The Long View: Bill Gates is gone and the dot-com era is over: It’s only the end of the beginning
AS FACEBOOK turns ten, and with Bill Gates stepping down as Microsoft chairman, it feels like something is drawing to an end. But if so, it is only the end of the technological revolution’s beginning.
It is extraordinary to look back now and think how visionary both Gates and Facebook’s Mark Zuckerberg were: Gates saw the possibility of a computer on every desk, in every home, at a time when they were nothing but a specialised, geeky hobby. Zuckerberg recognised that his site, which seemed to be little more than a way for a select group of graduates to stay in touch, could expand into a platform that re-engineered social sharing for the whole world.
But it is even more remarkable how, even as these visions mature, the world of tech is not quietening down. If anything, its creative ferment seems more furious than ever. This week, to little fanfare, a huge shakeup of the web’s naming conventions began, with site domains like soccer.guru coming online. A mere curiosity today, by the end of the year there will be hundreds of these new domains, several in non-Latin alphabets. The dot-com age is over, a sign that something entirely new, potentially even more exciting, is being born.
Try to look ahead ten years from now and the future is dark. Not because it is bleak, but because the sheer profusion of potential is blinding. Smartphones are set to outnumber PCs within months. After just a few more years, there are likely to be 3bn in use across the planet. In ten years, who knows – wearables? smart contact lenses? implants?
And that’s just the start.

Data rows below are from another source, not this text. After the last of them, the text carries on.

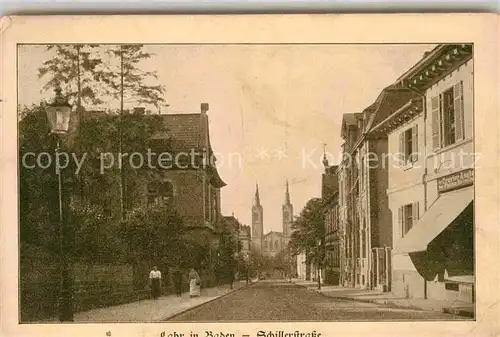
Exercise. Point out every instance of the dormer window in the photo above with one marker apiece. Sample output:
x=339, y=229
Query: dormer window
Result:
x=160, y=193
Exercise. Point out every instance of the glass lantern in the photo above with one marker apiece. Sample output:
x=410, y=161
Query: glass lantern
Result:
x=58, y=114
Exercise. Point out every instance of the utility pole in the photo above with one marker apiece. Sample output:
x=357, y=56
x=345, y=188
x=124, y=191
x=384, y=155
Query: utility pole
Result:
x=122, y=194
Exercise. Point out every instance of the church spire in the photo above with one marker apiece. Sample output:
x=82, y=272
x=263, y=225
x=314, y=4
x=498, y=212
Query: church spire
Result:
x=257, y=198
x=287, y=194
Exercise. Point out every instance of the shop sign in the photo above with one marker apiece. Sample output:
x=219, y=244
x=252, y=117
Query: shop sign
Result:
x=456, y=180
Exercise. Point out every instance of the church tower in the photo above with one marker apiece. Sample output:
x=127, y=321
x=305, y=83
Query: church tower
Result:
x=287, y=210
x=257, y=222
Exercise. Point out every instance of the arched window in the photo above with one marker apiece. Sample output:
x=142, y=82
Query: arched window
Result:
x=160, y=193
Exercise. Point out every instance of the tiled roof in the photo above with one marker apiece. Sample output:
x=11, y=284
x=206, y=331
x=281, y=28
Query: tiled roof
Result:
x=351, y=118
x=185, y=131
x=389, y=101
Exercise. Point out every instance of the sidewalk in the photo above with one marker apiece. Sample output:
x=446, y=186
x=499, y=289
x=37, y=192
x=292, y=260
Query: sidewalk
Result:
x=465, y=309
x=154, y=310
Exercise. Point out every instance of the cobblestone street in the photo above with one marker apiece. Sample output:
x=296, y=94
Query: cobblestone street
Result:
x=282, y=301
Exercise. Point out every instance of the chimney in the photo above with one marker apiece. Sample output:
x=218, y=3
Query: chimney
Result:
x=139, y=111
x=204, y=108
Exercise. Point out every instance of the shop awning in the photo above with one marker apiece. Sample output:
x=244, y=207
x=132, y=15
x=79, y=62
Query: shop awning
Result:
x=445, y=209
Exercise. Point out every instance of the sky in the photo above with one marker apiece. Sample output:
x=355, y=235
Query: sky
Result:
x=272, y=108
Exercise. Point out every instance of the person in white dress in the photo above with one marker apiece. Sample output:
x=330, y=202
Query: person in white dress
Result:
x=194, y=283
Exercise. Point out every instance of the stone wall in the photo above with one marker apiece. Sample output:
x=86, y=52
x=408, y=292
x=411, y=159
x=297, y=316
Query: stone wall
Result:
x=94, y=285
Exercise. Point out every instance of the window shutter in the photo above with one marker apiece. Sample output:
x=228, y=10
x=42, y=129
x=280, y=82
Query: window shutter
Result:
x=414, y=144
x=458, y=106
x=400, y=221
x=435, y=103
x=402, y=147
x=414, y=209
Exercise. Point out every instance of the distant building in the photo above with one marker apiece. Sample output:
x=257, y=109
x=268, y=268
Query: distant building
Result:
x=273, y=242
x=301, y=266
x=245, y=240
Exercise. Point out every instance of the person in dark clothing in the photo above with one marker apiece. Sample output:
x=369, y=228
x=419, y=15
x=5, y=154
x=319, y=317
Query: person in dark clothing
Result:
x=177, y=276
x=155, y=282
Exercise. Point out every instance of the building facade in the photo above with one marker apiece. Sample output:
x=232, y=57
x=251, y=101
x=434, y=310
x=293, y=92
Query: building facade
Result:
x=363, y=202
x=189, y=185
x=271, y=243
x=431, y=180
x=333, y=241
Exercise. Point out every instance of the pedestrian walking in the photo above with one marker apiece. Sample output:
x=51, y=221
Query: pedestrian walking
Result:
x=231, y=278
x=194, y=283
x=155, y=282
x=177, y=276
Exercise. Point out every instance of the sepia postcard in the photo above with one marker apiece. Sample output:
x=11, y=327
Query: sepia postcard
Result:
x=250, y=175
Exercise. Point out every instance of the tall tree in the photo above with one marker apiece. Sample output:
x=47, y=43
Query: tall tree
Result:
x=127, y=82
x=74, y=67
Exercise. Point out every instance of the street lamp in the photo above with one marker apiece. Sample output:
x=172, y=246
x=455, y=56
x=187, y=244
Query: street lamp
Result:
x=319, y=263
x=58, y=115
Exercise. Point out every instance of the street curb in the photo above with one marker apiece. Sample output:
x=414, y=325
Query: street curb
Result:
x=199, y=305
x=457, y=312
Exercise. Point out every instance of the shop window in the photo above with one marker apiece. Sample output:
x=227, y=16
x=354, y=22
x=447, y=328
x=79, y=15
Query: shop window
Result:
x=447, y=111
x=408, y=215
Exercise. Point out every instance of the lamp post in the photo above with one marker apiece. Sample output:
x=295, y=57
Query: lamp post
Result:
x=58, y=115
x=319, y=263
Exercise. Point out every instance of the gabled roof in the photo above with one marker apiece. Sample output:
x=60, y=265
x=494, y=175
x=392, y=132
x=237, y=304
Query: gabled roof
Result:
x=273, y=233
x=389, y=101
x=349, y=120
x=184, y=131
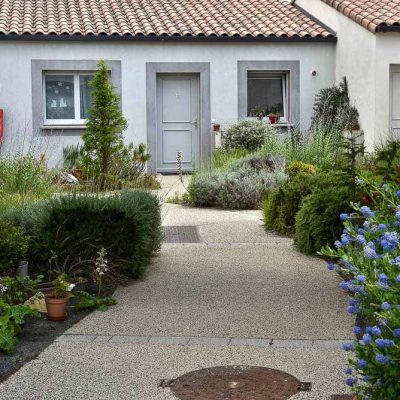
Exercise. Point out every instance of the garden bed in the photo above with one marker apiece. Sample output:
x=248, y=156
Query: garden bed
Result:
x=39, y=333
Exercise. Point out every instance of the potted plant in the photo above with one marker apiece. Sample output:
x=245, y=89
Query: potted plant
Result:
x=273, y=116
x=57, y=299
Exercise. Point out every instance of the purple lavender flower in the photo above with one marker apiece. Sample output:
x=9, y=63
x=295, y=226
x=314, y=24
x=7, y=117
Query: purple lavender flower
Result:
x=351, y=382
x=366, y=212
x=348, y=347
x=344, y=217
x=362, y=363
x=382, y=359
x=383, y=278
x=361, y=278
x=375, y=331
x=384, y=343
x=361, y=239
x=357, y=330
x=369, y=252
x=367, y=339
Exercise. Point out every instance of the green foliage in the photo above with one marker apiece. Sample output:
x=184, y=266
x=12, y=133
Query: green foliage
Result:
x=368, y=259
x=73, y=229
x=240, y=186
x=299, y=167
x=319, y=147
x=11, y=319
x=283, y=202
x=61, y=287
x=13, y=247
x=387, y=161
x=317, y=222
x=245, y=134
x=87, y=301
x=16, y=290
x=333, y=111
x=105, y=124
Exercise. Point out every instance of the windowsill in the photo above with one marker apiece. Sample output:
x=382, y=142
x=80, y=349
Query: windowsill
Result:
x=62, y=127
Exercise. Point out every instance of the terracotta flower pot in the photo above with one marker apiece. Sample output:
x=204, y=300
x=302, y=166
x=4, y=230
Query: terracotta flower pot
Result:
x=56, y=308
x=274, y=119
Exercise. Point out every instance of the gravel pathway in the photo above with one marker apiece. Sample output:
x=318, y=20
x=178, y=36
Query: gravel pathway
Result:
x=238, y=296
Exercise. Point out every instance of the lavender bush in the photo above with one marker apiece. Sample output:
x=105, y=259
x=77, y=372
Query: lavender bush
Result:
x=369, y=257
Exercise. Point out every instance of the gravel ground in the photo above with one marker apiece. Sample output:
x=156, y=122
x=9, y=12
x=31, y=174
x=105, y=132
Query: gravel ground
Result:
x=239, y=282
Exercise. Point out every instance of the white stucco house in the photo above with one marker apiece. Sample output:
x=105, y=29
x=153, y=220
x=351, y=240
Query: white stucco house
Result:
x=180, y=64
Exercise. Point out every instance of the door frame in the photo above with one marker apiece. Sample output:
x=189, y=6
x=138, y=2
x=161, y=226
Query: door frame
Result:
x=152, y=70
x=394, y=68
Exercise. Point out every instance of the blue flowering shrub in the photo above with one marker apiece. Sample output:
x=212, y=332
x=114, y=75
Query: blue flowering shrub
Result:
x=368, y=256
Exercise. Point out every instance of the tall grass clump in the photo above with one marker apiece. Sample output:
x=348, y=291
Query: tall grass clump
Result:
x=24, y=178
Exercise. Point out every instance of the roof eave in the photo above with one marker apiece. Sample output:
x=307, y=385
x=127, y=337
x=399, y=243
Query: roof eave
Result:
x=130, y=38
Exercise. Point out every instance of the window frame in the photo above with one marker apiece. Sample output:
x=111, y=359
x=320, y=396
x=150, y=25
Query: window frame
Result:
x=276, y=66
x=77, y=121
x=285, y=77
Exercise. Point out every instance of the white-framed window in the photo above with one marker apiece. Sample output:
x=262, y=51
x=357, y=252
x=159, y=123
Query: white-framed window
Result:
x=66, y=97
x=268, y=92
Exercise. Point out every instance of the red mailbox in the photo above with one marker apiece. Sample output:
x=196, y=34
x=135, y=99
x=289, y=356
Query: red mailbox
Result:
x=1, y=125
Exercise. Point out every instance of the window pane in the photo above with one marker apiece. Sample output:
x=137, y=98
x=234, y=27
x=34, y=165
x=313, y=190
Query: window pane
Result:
x=60, y=97
x=265, y=94
x=84, y=92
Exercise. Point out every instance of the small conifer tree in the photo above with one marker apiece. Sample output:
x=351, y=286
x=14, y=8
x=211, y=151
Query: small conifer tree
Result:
x=105, y=124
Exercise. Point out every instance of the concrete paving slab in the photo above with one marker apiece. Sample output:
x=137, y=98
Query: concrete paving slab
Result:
x=109, y=371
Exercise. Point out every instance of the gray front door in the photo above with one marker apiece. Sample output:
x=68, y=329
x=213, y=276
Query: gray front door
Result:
x=395, y=100
x=178, y=121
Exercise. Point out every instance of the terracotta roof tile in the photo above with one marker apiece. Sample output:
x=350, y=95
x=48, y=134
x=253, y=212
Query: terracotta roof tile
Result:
x=233, y=18
x=371, y=14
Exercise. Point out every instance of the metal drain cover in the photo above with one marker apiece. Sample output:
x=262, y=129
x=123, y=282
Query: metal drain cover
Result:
x=235, y=383
x=181, y=234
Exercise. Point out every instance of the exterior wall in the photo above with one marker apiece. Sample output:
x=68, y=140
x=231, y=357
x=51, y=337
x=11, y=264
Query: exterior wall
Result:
x=387, y=54
x=16, y=85
x=356, y=58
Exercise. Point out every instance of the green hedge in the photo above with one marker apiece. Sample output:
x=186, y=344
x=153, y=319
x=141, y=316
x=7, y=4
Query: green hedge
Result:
x=284, y=201
x=317, y=222
x=73, y=228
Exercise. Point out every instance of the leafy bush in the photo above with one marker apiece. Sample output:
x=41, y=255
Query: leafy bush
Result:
x=11, y=320
x=298, y=167
x=317, y=223
x=71, y=230
x=13, y=247
x=241, y=186
x=333, y=111
x=16, y=290
x=318, y=147
x=370, y=256
x=246, y=134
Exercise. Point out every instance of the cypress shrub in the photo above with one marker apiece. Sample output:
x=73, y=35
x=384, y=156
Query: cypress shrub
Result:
x=317, y=222
x=74, y=228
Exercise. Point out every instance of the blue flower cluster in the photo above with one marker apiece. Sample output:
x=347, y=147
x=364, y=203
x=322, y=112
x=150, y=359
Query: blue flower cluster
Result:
x=369, y=259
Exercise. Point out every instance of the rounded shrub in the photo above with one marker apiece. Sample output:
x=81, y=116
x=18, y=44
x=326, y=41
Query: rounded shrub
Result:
x=13, y=247
x=246, y=134
x=72, y=229
x=317, y=222
x=283, y=201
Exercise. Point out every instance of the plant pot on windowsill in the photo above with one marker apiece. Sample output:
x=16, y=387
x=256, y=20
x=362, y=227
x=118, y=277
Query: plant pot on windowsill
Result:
x=274, y=118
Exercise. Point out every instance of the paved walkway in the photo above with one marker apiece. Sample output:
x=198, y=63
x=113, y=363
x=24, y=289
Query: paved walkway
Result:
x=238, y=297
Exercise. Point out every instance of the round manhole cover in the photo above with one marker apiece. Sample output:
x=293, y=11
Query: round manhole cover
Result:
x=235, y=383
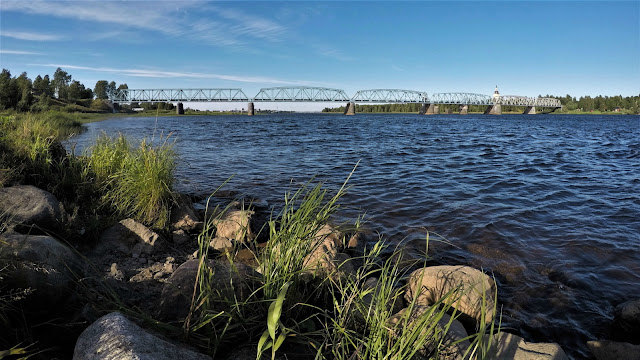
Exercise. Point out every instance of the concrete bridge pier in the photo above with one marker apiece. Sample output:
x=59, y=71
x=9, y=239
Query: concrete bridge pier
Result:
x=494, y=110
x=251, y=109
x=430, y=109
x=350, y=109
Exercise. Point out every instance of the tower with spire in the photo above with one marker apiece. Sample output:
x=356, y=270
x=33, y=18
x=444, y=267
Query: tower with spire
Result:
x=496, y=93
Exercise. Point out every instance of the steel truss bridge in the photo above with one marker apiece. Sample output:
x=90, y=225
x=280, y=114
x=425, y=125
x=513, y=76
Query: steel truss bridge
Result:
x=319, y=94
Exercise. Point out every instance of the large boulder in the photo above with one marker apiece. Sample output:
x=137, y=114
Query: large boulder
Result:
x=183, y=215
x=627, y=320
x=25, y=206
x=235, y=225
x=612, y=350
x=114, y=337
x=466, y=287
x=228, y=282
x=40, y=264
x=452, y=346
x=128, y=237
x=505, y=346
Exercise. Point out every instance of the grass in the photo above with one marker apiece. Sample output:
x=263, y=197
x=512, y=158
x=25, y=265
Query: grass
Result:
x=136, y=181
x=330, y=316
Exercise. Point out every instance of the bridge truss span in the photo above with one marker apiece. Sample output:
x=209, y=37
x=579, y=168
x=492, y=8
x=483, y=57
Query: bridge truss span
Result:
x=178, y=95
x=460, y=99
x=302, y=93
x=396, y=96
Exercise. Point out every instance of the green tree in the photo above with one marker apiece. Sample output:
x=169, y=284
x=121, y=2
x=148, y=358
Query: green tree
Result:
x=60, y=82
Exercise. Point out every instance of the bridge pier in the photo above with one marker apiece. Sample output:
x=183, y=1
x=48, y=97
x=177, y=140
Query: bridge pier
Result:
x=251, y=109
x=350, y=109
x=494, y=110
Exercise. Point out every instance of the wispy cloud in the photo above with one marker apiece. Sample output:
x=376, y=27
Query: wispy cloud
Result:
x=18, y=52
x=29, y=36
x=195, y=20
x=177, y=74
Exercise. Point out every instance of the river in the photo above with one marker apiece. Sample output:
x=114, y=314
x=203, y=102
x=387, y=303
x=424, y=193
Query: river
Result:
x=549, y=203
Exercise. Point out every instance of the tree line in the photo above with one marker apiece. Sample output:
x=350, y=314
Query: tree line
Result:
x=22, y=94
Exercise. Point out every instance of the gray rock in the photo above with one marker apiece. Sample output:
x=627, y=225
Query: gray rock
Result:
x=228, y=282
x=467, y=286
x=451, y=344
x=507, y=346
x=114, y=337
x=42, y=264
x=180, y=237
x=220, y=243
x=627, y=318
x=26, y=205
x=611, y=350
x=128, y=237
x=183, y=216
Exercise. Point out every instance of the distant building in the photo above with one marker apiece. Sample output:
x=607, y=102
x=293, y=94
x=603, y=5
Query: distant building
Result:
x=496, y=93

The internet of things is projected to be a $300bn (£183bn) industry by 2020. Bitcoin may yet prove itself the internet of money. Elon Musk of Tesla Motors said this week that, in 10 years, he hopes to be completing a rocket capable of launching a colonisation mission to Mars.
Back in 1999, digital guru Kevin Kelly wrote New Rules for the New Economy. It was somewhat buried in the rubble of the crash the following year. But Kelly’s argument was not about the potential of some shaky dot-com business models, and he didn’t make the mistake of thinking Microsoft was the template for what all companies would become. Rather, he said that decentralised networks were the new driving force of the economy.
Today, that seems undeniable. As we devise richer and better forms of personal connection, we discover not only the exponential acceleration such networks can achieve, but the way enlarged networks open up new ground on which ever more links can be built. We are just beginning to wake up to all the ways human beings can work together.
Jeff Bezos has said Amazon’s strategy is based on knowing that in ten years its customers will still want low prices. In ten years, human nature will still want to connect and create. So long as we can keep the opportunities to do so open, even greater achievements lie ahead.
Marc Sidwell is managing editor of City A.M.